Zu viele hatte ich schon sterben sehen. Ich hasste Ba'rak's Horde aus tiefstem Herzen, aber was hätte ich schon tun können. Bitter lachte ich über mich selbst und dieser Laut riss mich aus meinen düsteren Gedanken zurück in die Gegenwart. Zurück in die Kälte, zurück vor mein vergittertes Fenster.
Die eisige Luft tief einatmend, blickte ich nun wieder bewusst aus dem Fenster und wurde Zeuge des Sonnenaufgangs. Gleißend hell glitten die Strahlen der Sonne über das unberührte Schneefeld unter mir, vertrieb die schlechten Gedanken und heiterte mich etwas auf.
Heute würde ein schöner, sonniger Wintertag werden.
Irgendwie erinnerte mich dieser ruhige, friedliche, hoffnungsfroh wirkende Anblick der noch schweigenden Winterlandschaft an Alex.

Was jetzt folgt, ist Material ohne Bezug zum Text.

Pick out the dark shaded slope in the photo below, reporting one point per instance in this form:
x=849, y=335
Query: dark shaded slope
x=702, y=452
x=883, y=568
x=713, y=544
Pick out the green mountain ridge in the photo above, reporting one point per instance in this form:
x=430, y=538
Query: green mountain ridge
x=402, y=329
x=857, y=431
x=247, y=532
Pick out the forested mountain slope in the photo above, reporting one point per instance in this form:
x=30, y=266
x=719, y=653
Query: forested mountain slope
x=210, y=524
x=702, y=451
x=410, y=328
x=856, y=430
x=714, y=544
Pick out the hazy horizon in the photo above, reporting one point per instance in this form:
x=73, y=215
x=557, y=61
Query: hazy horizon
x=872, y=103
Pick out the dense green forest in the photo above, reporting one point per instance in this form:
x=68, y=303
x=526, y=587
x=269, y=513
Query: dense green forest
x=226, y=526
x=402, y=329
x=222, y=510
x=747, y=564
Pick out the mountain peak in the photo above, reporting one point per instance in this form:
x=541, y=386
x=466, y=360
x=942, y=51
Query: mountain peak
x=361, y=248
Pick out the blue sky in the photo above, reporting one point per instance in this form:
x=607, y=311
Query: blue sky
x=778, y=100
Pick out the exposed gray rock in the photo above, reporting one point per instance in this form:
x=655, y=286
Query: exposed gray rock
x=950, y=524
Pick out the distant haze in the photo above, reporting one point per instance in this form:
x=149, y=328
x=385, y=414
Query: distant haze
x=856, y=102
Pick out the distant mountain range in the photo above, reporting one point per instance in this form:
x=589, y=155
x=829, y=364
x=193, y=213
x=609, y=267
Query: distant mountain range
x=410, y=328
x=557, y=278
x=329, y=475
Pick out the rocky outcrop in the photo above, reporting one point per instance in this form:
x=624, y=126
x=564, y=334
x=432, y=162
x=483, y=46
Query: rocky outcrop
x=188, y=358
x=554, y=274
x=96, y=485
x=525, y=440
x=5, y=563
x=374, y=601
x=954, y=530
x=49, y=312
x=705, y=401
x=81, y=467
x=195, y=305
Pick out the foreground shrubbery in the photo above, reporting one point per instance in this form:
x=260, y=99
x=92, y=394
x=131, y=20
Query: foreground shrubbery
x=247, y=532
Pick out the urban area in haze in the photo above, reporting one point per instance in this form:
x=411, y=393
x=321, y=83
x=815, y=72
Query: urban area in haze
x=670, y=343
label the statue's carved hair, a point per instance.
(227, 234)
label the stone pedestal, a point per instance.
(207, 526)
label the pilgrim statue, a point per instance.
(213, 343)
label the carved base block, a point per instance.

Wärme, die nichts mit der dünnen Decke um meinen Schultern oder den Strahlen der Sonne zu tun hatte, erfüllte mich.

/Kurz bevor die Dämmerung den Kontakt brach, hatte sich Alex im Schneidersitz nach vorn gebeugt und mich erwartungsvoll angesehen.
"Freunde?", hatte er mir breit lächelnd angeboten.
"Freunde!", hatte ich freudig akzeptiert./
Ich lächelte wieder als ich mich vom Fenster abwandte und mich, um noch etwas zu schlafen, auf der zweiten Decke zusammenrollte.
Ich hatte einen neuen Freund gefunden.